This work addresses the challenge of recovering composite data structure layouts and function signatures in stripped binary programs. To this end, the authors propose XTRIDE, the first method to jointly infer structures and function signatures using an n-gram model grounded in real-world type distributions. XTRIDE integrates an efficient training strategy, a confidence scoring mechanism, and a joint inference framework, enabling high-throughput analysis while providing actionable confidence estimates. Evaluated on the DIRT dataset, XTRIDE achieves a type inference accuracy of 90.15%, surpassing the state-of-the-art by 5.09 percentage points. It also accelerates structure reconstruction by 70× to 2300× and yields the highest proportion of completely correct layout reconstructions among existing approaches.

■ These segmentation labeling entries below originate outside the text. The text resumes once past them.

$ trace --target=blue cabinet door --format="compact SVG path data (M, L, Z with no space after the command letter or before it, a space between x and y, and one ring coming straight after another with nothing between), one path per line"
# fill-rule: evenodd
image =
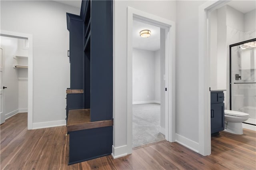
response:
M224 130L224 103L211 105L211 132Z

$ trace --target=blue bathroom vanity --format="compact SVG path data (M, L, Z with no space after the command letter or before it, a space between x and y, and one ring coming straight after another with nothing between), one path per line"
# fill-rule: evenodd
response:
M219 134L224 128L223 90L211 90L211 133Z

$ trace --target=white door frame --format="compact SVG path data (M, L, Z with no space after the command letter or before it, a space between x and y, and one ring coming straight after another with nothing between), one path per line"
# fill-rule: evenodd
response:
M208 1L199 9L198 109L199 153L211 154L210 27L208 14L230 0Z
M29 42L28 58L28 129L33 128L33 36L31 34L1 30L1 35L28 38Z
M175 23L174 22L130 7L127 8L127 137L128 154L132 148L132 27L133 20L143 21L166 30L165 136L175 141ZM167 100L166 100L167 99Z

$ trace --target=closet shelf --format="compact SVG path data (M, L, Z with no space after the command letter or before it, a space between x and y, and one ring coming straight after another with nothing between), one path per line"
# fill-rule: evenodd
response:
M91 122L90 109L70 110L67 130L68 132L113 126L113 120Z
M28 67L27 65L13 65L13 68L15 69L18 69L18 68L28 68Z
M25 59L28 58L28 57L24 55L14 55L14 56L13 57L13 58L15 59L17 59L17 58Z

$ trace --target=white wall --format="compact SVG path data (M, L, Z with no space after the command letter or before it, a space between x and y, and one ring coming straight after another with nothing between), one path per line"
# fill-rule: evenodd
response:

The recovery of types from stripped binaries is a key to exact decompilation, yet its practical realization suffers. For composite structures in particular, both layout and semantic fidelity are required to enable end-to-end reconstruction. Many existing approaches either synthesize layouts or infer names post-hoc, which weakens downstream usability. This is further aggravated by an excessive runtime overhead that is especially prohibitive in automated environments. We present XTRIDE, an improved n-gram-based approach that focuses on practicality: highly optimized throughput and actionable confidence scores allow for deployment in automated pipelines. When compared to the state of the art in struct recovery, our method achieves comparable performance while being between 70 and 2300 times faster. As our inference is grounded in real-world types, we achieve the highest ratio of fully-correct struct layouts. With an optimized training regimen, our model outperforms the current state of the art on the DIRT dataset by 5.09 percentage points, achieving 90.15% type inference accuracy overall. Furthermore, we show that n-gram-based type prediction generalizes to function signature recovery: conducting a case study on embedded firmware, we show that this efficient approach to function similarity can assist in typical reverse engineering tasks.